When You Break Up

when you break up graphic to use

 

“I forgot our anniversary,” the man said to his visibly angered wife, “because I am a busy man” and he left the dinner table at the restaurant and walked off. They had been bickering and he simply got up to leave and said goodbye after paying the check and dropping his napkin. She was on the phone for a while to someone else. She eventually left. The whole room could tell they were fighting.

Just yesterday, he wrote back to a woman who he had quickly made love.

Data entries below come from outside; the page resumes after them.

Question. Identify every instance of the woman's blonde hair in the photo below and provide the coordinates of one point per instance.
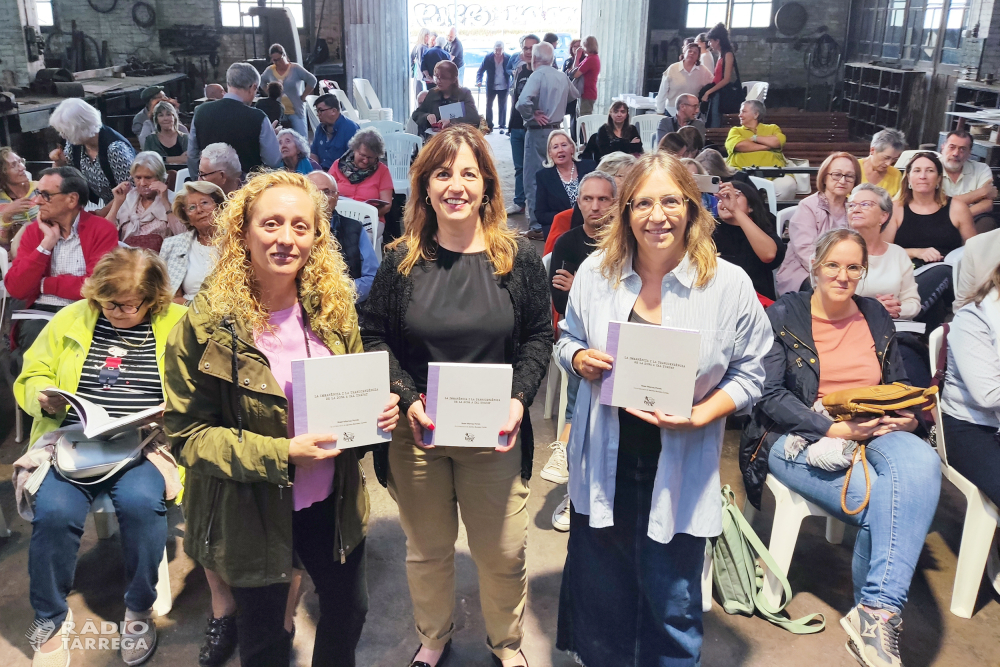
(617, 241)
(125, 270)
(420, 219)
(232, 287)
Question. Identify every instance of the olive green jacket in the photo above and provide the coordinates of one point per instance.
(233, 441)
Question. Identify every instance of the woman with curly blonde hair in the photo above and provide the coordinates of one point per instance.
(644, 485)
(279, 292)
(460, 287)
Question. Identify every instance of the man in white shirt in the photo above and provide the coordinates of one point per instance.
(685, 77)
(968, 181)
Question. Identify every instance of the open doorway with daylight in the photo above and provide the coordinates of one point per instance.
(481, 25)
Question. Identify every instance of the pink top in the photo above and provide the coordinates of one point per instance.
(366, 189)
(281, 347)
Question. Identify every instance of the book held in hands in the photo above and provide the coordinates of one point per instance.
(468, 403)
(654, 368)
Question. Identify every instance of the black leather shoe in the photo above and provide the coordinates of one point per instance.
(220, 641)
(440, 663)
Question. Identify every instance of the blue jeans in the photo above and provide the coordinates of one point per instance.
(905, 483)
(517, 152)
(61, 508)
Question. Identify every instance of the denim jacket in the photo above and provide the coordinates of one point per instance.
(734, 339)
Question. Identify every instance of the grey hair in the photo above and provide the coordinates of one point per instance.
(889, 138)
(242, 76)
(564, 133)
(615, 161)
(543, 53)
(224, 157)
(607, 178)
(150, 160)
(75, 120)
(881, 195)
(758, 108)
(370, 138)
(300, 142)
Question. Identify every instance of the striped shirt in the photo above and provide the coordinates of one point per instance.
(138, 385)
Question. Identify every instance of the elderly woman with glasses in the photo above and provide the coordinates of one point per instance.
(826, 340)
(817, 214)
(107, 348)
(143, 213)
(644, 485)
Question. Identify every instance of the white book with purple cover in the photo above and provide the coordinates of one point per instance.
(468, 403)
(654, 368)
(342, 394)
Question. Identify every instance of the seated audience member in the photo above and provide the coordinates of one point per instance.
(355, 244)
(757, 144)
(143, 214)
(747, 235)
(167, 140)
(361, 176)
(102, 155)
(929, 224)
(617, 135)
(820, 212)
(272, 105)
(16, 194)
(448, 91)
(969, 181)
(827, 340)
(686, 77)
(981, 255)
(295, 152)
(886, 147)
(220, 165)
(686, 116)
(125, 315)
(558, 182)
(191, 256)
(597, 196)
(970, 403)
(334, 132)
(57, 253)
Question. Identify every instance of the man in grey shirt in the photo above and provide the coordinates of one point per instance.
(542, 104)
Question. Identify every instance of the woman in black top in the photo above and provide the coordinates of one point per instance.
(746, 235)
(618, 134)
(928, 225)
(460, 287)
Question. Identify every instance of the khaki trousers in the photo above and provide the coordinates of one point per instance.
(430, 486)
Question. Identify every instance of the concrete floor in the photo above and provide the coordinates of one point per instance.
(819, 574)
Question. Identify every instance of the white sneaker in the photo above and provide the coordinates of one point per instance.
(555, 470)
(560, 518)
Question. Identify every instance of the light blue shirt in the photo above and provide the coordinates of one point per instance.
(735, 336)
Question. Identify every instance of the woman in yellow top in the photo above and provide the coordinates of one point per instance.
(887, 145)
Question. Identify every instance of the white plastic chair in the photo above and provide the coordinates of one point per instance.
(399, 148)
(106, 523)
(647, 124)
(368, 216)
(789, 510)
(981, 517)
(768, 187)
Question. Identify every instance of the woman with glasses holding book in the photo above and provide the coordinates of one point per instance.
(108, 349)
(826, 340)
(644, 485)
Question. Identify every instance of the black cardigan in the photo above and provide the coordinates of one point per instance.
(383, 316)
(791, 384)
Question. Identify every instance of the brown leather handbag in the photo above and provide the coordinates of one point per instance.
(867, 403)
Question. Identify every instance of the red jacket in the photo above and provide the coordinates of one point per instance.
(98, 237)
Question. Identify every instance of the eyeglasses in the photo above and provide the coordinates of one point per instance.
(832, 270)
(840, 176)
(670, 204)
(110, 306)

First date, she said to him: “Do you want to make love now or later?”

He said to her wanting to be perceived as a gentleman: “Next time,” and they waited a few days.

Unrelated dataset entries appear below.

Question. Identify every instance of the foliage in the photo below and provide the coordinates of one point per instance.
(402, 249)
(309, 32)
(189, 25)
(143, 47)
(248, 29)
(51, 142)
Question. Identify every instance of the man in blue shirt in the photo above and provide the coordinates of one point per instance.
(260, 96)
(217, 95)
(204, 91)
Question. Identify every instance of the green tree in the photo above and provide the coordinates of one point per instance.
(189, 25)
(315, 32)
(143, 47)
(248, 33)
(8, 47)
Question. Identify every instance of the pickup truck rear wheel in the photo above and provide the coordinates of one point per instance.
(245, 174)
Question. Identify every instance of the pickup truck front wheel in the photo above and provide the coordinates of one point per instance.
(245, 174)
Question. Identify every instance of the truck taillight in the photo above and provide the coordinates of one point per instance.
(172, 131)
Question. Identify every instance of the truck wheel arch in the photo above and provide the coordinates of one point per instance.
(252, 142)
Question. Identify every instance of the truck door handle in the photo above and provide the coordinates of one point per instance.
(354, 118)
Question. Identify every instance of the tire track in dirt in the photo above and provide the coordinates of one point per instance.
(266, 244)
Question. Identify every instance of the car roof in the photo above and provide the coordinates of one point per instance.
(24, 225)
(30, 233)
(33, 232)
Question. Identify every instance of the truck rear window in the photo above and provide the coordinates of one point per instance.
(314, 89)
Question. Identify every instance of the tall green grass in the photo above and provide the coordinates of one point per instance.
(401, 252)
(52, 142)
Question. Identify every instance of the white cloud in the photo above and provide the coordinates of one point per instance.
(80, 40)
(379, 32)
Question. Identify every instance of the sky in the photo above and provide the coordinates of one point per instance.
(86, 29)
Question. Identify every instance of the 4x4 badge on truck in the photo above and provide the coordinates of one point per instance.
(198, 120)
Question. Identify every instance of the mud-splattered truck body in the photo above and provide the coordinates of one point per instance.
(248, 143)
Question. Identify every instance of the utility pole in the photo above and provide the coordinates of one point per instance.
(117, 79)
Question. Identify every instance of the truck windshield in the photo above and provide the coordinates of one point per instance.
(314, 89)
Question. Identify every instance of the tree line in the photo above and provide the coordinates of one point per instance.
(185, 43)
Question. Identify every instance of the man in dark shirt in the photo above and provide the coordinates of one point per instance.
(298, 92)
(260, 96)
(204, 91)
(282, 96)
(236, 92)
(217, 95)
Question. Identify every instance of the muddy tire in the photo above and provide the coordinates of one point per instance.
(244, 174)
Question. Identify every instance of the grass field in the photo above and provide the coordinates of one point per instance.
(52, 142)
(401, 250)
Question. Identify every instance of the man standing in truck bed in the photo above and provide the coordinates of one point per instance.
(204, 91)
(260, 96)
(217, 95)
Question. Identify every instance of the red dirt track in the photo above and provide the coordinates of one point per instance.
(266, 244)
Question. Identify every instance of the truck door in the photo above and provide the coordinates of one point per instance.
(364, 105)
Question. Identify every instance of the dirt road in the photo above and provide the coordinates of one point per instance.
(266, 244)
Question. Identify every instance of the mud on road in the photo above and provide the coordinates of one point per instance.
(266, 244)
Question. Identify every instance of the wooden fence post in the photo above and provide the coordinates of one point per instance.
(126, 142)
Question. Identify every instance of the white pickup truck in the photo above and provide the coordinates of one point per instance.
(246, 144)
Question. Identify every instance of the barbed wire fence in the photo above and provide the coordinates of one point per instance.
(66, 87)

The point he was making is that by the third date, which was two nights at her house, her being exhausted from travel, the day before she went to see her step-sister, whom she seldom saw and her father, who was in recovery from cancer, she had an emotional breakdown in a Left Bank restaurant. Tears came down her face. She had driven to Santa Cruz to Marin and back to Menlo Park. She was hungry. She had just massaged an old man, who fell asleep in her arms, but who mostly just wanted to sing.

Her meltdown, the irrational behavior that came before it, and his inability to relate since he had not gone through those feelings with her, left him empty. He was unfeeling and at a point he told her about another occurrence that he simply could not relate to of his friend’s mother’s death because he had lost his father when he was ten.

“Good for the bastard,” he said, “maybe it would treat him to be less of a bully.”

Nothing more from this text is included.